The English word cherry derives from Old Northern French or Norman cherise from the Latin cerasum, referring to an ancient Greek region, Kerasous near Giresun, Turkey, from which cherries were first thought to be exported to Europe.
The indigenous range of the sweet cherry extends through most of Europe, western Asia, and parts of northern Africa, and the fruit has been consumed throughout its range since prehistoric times. A cultivated cherry is recorded as having been brought to Rome from northeastern Anatolia in 72 BC.
Cherries were introduced into England at Teynham, near Sittingbourne in Kent, by order of Henry VIII, who had tasted them in Flanders.

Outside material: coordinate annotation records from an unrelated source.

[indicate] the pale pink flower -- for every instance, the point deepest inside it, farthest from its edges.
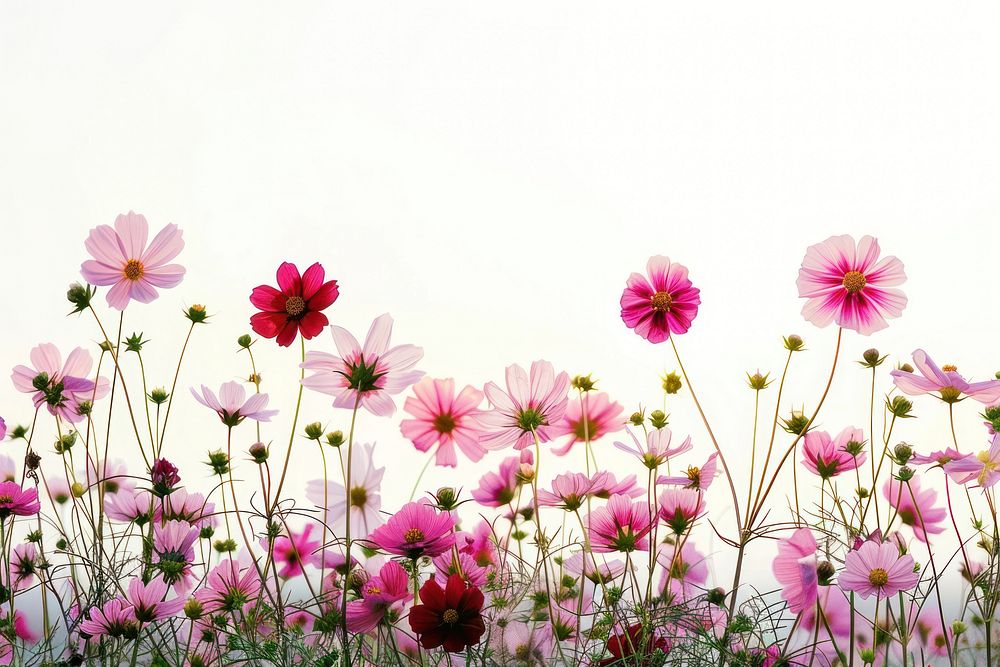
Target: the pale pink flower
(795, 569)
(532, 406)
(232, 404)
(603, 416)
(844, 282)
(441, 418)
(665, 303)
(877, 569)
(944, 381)
(364, 376)
(122, 259)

Cherries arrived in North America early in the settlement of Brooklyn, New York. Trades people leased or purchased land to plant orchards and produce gardens.

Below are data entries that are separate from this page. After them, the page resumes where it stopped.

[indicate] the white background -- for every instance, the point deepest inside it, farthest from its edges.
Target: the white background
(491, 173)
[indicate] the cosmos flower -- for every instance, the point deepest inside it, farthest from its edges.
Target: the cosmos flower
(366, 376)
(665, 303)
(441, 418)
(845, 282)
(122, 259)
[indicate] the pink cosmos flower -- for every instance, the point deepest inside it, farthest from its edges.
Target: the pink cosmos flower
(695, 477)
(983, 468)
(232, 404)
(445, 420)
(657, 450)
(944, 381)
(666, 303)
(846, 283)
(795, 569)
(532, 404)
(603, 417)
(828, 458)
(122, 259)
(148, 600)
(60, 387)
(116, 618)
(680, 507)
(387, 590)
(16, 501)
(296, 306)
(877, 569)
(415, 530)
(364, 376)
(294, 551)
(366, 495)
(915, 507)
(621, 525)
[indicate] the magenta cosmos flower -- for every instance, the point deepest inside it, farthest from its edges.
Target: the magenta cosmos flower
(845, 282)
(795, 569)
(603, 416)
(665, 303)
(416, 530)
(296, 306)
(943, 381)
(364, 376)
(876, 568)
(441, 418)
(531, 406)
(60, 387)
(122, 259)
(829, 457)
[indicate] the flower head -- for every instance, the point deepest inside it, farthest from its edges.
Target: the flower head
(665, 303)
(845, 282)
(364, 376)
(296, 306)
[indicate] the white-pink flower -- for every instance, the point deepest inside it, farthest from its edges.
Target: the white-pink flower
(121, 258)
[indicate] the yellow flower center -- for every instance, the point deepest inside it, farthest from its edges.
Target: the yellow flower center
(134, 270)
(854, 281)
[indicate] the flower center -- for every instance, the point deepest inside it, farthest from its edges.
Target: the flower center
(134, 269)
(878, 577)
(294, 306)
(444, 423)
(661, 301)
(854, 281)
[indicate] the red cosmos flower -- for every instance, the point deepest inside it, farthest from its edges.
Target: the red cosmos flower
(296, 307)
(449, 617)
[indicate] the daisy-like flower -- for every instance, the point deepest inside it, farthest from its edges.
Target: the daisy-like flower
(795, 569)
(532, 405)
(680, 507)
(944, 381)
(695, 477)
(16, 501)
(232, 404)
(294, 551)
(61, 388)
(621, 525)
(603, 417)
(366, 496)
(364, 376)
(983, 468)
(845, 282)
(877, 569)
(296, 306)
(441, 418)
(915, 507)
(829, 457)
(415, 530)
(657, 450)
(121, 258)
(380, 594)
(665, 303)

Many cherries are allied to the subgenus, which is distinguished by having the flowers in small corymbs of several together, and by having smooth fruit with only a weak groove along one side, or no groove.
The subgenus is native to the temperate regions of the Northern Hemisphere, with two species in America, three in Europe, and the remainder in Asia. Other cherry fruits are borne on racemes and called bird cherries.
In this painting I’ve tried to capture the beautiful red hues that cherries projects when clustered together in an oven clay earth bowl under a natural soft light source.